WBC;white blood cell(白血球数),Neu;neutrophil ratio(好中球数比率),Lym;lymphocyte ratio(リンパ球数比率),Hb;hemoglobin(血色素量),Plt;platelet(血小板数),Retic;reticulocytes(網状赤血球),PT-INR;prothrombin time international normalized ratio(プロトロンビン時間国際標準比),BS;blood sugar concentration(血糖値),HbA1c;hemoglobin A1c(ヘモグロビンA1c),TP;total protein(総タンパク),Alb;albumin(アルブミン),AST;aspartate aminotransferase(アスパラギン酸アミノトランスフェラーゼ),ALT;alanine aminotransferase(アラニンアミノトランスフェラーゼ),γ-GTP;γ-aminobutyric acid(γ-アミノ酪酸),BUN;blood urea nitrogen(血清尿素窒素),Cre;creatinine(クレアチニン),eGFR;estimated glomerular filtration rate(推算糸球体濾過量),Na;sodium(ナトリウム),K;potassium(カリウム),Cl;chlorine(クロール),Ca;calcium(カルシウム),P;phosphorus(血清リン),Mg;magnesium(マグネシウム),CRP;C-reactive protein(C反応性タンパク),Cu;copper(血清銅),Zn;zinc(血清亜鉛),Vit B1;vitamin B1(ビタミンB1),Vit B12;vitamin B12(ビタミンB12),ANA;antinuclear antibody(抗核抗体),CH50;complement(血清補体価),T-SPOT;tuberclosis specific IFN γ(結核菌特異的IFN γ),ACE;angiotensin converting enzyme(アンジオテンシン変換酵素),ADAMTS-13;a disintegrin-like and metalloprotease with thrombospondin type 1 motifs-13

入院後経過:身体所見より,徐脈ではあるものの,皮膚の乾燥とツルゴールの低下から,脱水をともなっていると判断した.入院後,静脈点滴と経鼻胃管による脱水の補正と栄養投与を 600 kcal/ 日(20 kcal/kg/ 日) から開始した.National Institute for Health and Care Excellence(NICE)のガイドラインによるリスク評価 3では, BMI が 16kg/m2 未満,低カリウム血症,低マグネシウム血症を有し,ハイリスク群に分類された.

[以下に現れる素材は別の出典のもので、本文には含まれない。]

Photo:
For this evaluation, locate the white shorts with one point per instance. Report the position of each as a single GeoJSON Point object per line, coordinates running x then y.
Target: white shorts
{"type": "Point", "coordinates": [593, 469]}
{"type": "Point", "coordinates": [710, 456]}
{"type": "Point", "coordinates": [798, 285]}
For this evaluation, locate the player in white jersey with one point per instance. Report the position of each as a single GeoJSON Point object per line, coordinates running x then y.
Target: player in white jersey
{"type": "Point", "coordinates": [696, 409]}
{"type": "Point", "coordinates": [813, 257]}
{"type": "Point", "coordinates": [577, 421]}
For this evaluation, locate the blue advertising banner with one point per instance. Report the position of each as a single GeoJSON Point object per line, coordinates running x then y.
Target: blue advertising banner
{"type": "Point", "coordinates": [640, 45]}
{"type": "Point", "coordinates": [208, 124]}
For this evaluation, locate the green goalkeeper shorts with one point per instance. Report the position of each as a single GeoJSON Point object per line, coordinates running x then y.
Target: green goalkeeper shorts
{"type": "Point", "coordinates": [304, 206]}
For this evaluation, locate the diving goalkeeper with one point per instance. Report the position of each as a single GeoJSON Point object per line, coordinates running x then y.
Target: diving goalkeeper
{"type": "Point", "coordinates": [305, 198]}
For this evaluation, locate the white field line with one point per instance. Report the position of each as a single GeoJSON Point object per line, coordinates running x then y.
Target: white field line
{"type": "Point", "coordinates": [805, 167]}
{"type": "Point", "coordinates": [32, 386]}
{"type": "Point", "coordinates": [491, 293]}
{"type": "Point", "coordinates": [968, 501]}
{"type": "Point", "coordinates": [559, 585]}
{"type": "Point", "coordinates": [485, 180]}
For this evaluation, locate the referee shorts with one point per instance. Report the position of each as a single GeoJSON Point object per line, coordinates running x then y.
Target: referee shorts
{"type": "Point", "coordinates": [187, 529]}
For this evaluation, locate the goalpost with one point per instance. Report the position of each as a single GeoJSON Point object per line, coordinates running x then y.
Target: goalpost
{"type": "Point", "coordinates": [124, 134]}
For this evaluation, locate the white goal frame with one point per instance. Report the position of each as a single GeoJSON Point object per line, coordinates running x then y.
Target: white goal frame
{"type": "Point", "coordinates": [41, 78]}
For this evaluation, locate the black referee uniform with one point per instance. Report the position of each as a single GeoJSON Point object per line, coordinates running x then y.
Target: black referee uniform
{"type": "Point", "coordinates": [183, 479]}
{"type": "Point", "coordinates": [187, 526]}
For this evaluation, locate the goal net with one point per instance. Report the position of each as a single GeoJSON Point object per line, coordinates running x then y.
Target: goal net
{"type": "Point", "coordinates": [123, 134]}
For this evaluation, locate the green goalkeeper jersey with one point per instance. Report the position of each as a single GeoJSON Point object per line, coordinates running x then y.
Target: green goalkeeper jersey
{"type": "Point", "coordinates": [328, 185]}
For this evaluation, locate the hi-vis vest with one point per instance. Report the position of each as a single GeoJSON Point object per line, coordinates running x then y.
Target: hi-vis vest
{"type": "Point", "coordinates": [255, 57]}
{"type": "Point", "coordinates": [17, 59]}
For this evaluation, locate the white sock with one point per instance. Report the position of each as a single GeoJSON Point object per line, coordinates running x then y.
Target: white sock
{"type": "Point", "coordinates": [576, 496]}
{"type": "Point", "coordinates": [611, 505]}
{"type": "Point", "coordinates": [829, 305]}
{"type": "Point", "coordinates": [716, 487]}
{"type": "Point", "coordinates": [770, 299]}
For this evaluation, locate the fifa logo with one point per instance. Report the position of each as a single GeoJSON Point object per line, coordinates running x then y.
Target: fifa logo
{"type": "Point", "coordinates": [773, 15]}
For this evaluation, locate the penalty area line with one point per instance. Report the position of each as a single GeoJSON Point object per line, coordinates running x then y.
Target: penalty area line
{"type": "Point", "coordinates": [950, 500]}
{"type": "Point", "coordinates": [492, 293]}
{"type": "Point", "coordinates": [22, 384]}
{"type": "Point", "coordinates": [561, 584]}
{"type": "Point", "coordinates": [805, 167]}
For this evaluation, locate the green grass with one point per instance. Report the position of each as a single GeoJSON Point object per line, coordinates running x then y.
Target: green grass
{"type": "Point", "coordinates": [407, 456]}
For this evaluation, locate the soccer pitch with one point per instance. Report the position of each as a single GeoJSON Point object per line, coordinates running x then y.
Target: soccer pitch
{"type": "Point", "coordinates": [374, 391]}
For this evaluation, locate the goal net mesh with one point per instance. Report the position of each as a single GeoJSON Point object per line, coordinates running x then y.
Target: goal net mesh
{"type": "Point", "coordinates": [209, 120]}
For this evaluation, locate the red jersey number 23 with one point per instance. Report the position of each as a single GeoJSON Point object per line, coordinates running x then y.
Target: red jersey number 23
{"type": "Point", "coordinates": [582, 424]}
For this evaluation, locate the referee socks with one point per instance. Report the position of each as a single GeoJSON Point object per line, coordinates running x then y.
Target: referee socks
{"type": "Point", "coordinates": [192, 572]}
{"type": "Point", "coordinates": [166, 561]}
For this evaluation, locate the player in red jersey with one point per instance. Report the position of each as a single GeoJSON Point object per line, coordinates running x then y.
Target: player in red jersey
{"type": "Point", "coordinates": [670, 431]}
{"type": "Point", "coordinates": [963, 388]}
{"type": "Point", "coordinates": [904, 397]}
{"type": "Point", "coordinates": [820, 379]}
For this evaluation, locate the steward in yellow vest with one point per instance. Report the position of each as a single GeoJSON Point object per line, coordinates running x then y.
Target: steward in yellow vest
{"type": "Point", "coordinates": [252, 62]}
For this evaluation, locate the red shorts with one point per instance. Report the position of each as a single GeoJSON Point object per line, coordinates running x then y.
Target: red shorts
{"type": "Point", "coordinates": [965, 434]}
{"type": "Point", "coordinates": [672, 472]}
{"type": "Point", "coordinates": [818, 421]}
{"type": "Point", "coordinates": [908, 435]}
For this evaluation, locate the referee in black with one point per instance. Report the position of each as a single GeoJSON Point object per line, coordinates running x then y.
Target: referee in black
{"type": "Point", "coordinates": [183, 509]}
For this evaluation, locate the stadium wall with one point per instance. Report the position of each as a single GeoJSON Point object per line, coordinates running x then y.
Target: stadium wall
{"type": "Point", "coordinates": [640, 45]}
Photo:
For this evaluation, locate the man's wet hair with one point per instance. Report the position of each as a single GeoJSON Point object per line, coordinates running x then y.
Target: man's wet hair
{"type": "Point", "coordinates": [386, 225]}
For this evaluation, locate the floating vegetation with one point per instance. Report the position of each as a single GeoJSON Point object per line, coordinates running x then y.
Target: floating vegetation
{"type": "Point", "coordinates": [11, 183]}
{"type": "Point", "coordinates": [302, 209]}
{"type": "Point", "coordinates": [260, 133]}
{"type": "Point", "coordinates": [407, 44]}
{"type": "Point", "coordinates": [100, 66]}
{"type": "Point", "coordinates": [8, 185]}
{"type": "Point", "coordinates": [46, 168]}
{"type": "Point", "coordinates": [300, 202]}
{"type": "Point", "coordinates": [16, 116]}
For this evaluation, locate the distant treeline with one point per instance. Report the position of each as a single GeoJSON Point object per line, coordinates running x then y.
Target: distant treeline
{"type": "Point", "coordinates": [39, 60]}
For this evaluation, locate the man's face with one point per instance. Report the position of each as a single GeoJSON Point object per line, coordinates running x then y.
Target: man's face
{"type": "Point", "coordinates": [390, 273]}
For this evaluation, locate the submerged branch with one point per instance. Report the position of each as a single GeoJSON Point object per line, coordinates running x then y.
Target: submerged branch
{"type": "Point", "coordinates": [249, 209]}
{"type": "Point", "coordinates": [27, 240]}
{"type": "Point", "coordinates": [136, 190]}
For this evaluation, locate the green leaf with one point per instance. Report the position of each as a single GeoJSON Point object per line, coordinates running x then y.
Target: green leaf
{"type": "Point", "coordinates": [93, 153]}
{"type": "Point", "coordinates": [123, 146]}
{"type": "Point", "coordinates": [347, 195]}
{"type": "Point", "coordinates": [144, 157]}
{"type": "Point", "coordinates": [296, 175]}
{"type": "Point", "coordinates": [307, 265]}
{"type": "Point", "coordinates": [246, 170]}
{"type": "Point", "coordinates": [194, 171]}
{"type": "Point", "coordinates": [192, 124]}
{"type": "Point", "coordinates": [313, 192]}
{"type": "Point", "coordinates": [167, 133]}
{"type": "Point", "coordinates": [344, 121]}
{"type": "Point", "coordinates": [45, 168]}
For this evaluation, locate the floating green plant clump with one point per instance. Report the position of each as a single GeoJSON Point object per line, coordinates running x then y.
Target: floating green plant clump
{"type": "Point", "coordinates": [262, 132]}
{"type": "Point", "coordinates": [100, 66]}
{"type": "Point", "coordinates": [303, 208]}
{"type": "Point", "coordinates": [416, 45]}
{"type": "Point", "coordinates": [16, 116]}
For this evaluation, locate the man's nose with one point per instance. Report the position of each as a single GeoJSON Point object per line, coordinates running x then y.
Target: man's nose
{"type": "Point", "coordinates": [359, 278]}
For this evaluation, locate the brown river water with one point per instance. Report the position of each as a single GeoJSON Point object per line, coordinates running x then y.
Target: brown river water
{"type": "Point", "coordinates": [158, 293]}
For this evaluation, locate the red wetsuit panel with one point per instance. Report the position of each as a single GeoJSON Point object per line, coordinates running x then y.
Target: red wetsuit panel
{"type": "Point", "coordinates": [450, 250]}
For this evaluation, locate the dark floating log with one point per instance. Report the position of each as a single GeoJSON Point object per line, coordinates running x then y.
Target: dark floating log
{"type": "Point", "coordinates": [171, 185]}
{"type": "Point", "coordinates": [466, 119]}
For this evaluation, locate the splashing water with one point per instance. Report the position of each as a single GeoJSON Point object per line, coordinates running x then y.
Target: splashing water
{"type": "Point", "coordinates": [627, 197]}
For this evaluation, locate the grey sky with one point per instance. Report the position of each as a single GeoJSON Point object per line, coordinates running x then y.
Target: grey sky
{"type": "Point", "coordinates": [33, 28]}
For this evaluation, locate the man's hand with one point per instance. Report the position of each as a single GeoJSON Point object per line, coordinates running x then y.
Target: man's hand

経腸栄養の投与開始後,入院 6 日目の血液検査で血清リン値が 1.3 mg/dL まで低下したため,経口で 600 mg/ 日のリン補充を行った.血清中のタンパク・アルブミンは希釈によりいったん低下したものの,その後は回復傾向を認めた.意識状態は徐々に改善し,会話による意思疎通が可能となり,入院 4 日目に経鼻胃管は抜去,介助にて経口での食事摂取が可能となった.患者が食事摂取を渇望したため,栄養摂取量を,入院 4 日目からは 900 kcal/ 日(30 kcal/kg/ 日),7 日目からは 1,200 kcal/ 日(40 kcal/kg/ 日)と徐々に増量した.強いるい痩があり,体重増加を目標に,一時的に栄養摂取量を多くする方針とし,最終的に入院 11 日目から 1,600 kcal/ 日(53 kcal/kg/ 日)まで増量し,点滴治療は終了した(図1).補充により,血清リン値は入院 9 日目に 1.5 mg/dL, 14 日目に 1.9 mg/dL と徐々に回復し,リフィーディング症候群は認めなかった.血小板減少症に関しては,栄養状態の改善の他には無治療だったが,血小板数は経時的に回復し,2 週間後に 15.4万 /µL まで回復を認めた.一過性血小板減少症の原因として,薬剤性,ヘパリン起因性血小板減少症,全身性エリテマトーデスなどの膠原病,特発性血小板減少性紫斑病などを検索したが,薬剤の変更なく回復し,ヘパリンも使用しておらず,各種自己抗体も陰性で,いずれも否定的だった.全身状態が回復したため,入院 20 日後に転院となった.

図1.

投与カロリーとアルブミン,リン,血小板数の推移

入院後から,600kcal/日の栄養を開始し,漸増した.経過中にリンの低下を認めたため,補充を行った.血小板は経時的に改善し,アルブミン,リンも改善を認めた.

Plt:血小板,Alb:アルブミン,P:リン

考察

低栄養状態により生じたと考えられた血小板減少症の症例を経験した.低栄養状態によって生じる血小板減少症に関してはいくつかの既報告がある.De Filippo らは,神経性やせ症患者の 16.7%に貧血を,7.9%に好中球減少を,そして 8.9%に血小板減少を伴い,その重症度は罹病期間と BMI に相関することを報告している 1. また, Walsh らは,神経性やせ症患者の 7.4%に血小板減少を認めることを報告しており,その割合は過食嘔吐型の 5.2%,むちゃ食い型の 1.7%と比較して有意に高いことを報告している 4.さらに,特に BMI が 15 kg/m2 以下の重度の神経性やせ症の場合には,好中球減少が 64%に,貧血が 47%に,血小板減少は 20%と効率に生じることが報告されている 5.低栄養の際に血球減少が生じる原因として,長期経過の低栄養状態を呈した症例においては,骨髄に膠様脂肪萎縮を認めることが知られており 6,このことがビタミンや葉酸などの欠乏によらない血球減少をきたすとされる 7.また,この膠様脂肪変性は,栄養状態の改善とともにすみやかに回復することも報告されている 8.本症例においては,骨髄生検を施行していないが,骨髄の膠様脂肪萎縮が血小板減少と白血球減少を生じ,栄養状態の回復とともにこれらも回復したものと推測された.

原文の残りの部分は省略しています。